Major abdominal surgery such as esophageal, gastric, liver, pancreatic, colorectal resections and aortic aneurysm repair causes high peri-operative morbidity and mortality in patients.1 During the last decades, several studies have indicated that low volume hospitals having a higher chance of morbidity and mortality.2 Therefore, centralization of major abdominal surgery has occurred in numerous countries in Europe in the past 10 years.3-6
The Netherlands started with centralization in 1997 although no change in referral patterns or a decrease in morbidity and mortality was shown during evaluations in 1999 and 2005.6,7 In 2004 the Dutch Healthcare Inspectorate initiated a programme to obtain better surgical results, which lead to a minimum volume per hospital of ten annual major abdominal surgeries in 2006. These minimum amounts of surgeries lead by consequence to centralization of major abdominal surgeries in the Netherlands.2 Several studies showed a decreased mortality due to centralization of major abdominal surgery.2,8 Based on these findings, which are in contrast to other previous Dutch nationwide evaluations, it appears that centralization of major abdominal surgery is finally succeeding.2,6,9
Due to both the relatively low rate of mortality in high volume hospitals (2-3%), and the diligent management of complications the rescue rate of major abdominal surgery is high. 10,11
According to Wouters et al. (2009) not only mortality should be examined but morbidity should also be taken into account when looking at centralization of major abdominal surgeries in the Netherlands.10 Unfortunately, the morbidity of major abdominal surgery is still a continuing problem and not well examined yet for different subgroups of major abdominal surgery. At the moment, the morbidity rate for surgical patients is still high even for high-volume hospitals, approximately 40%, which is mainly caused by infectious complications.12-18 Several postoperative infections; surgical site infections (SSI), representing up to 45% of all postoperative infections, is the most common, but also respiratory tract infections (14%), urinary tract infections (13%), intravascular catheter induced infections (14%), septicaemia (9’12%) and bacteraemia (0.2’3.2%) are important causes of postoperative morbidity. 1,19-25 Infectious complications have lessened with the advent of prophylactic antibiotics. Unfortunately, due to the presence of multi-resistant pathogens it is an increasing challenge to tackle infections complications these days.26 In addition, it is known that higher incidences of morbidity and consequently an increased hospital length of stay are also associated with multidrug-resistant bacteria.27
Surgical patients with infectious complications, with and without multidrug-resistant bacteria, are responsible for prolonged wound healing, disability, prolonged hospitalization, increased overall cost of hospital care and even death, and, since the patient’s quality of life can thus be affected or even permanently altered, leading to very high personal and economic costs.1,28-31 Therefore, it is important to gain insight in several aspects of infectious complications to prevent or minimize infectious complications as far as possible. Preventing or minimizing infectious complications is, hence, an important epidemiologic goal.1,28 Therefore, the objective of this study is to determine the incidence, risk factors, associated pathogens and resistance, and consequences of infectious complications after major abdominal surgery over the last 5 years at a large Dutch teaching hospital.

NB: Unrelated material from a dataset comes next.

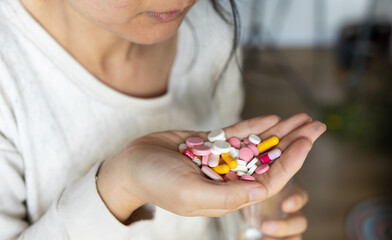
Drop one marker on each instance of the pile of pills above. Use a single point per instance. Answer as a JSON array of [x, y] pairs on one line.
[[232, 159]]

The theoretical and practical value of this study is that the results would be useful for internal quality control, and be used to revise local infection prevention and treatment protocols. Infectious complications of resections of six major abdominal organs will be studied and results will be analyzed with respect to bacterial cultures and antibiotic treatments used. Also results will be compared with those in literature, and serially analyzed over time to assess trends in incidence and risk factors, associated pathogens and resistance, and consequences of infectious complications after major abdominal surgery over the last 5 years.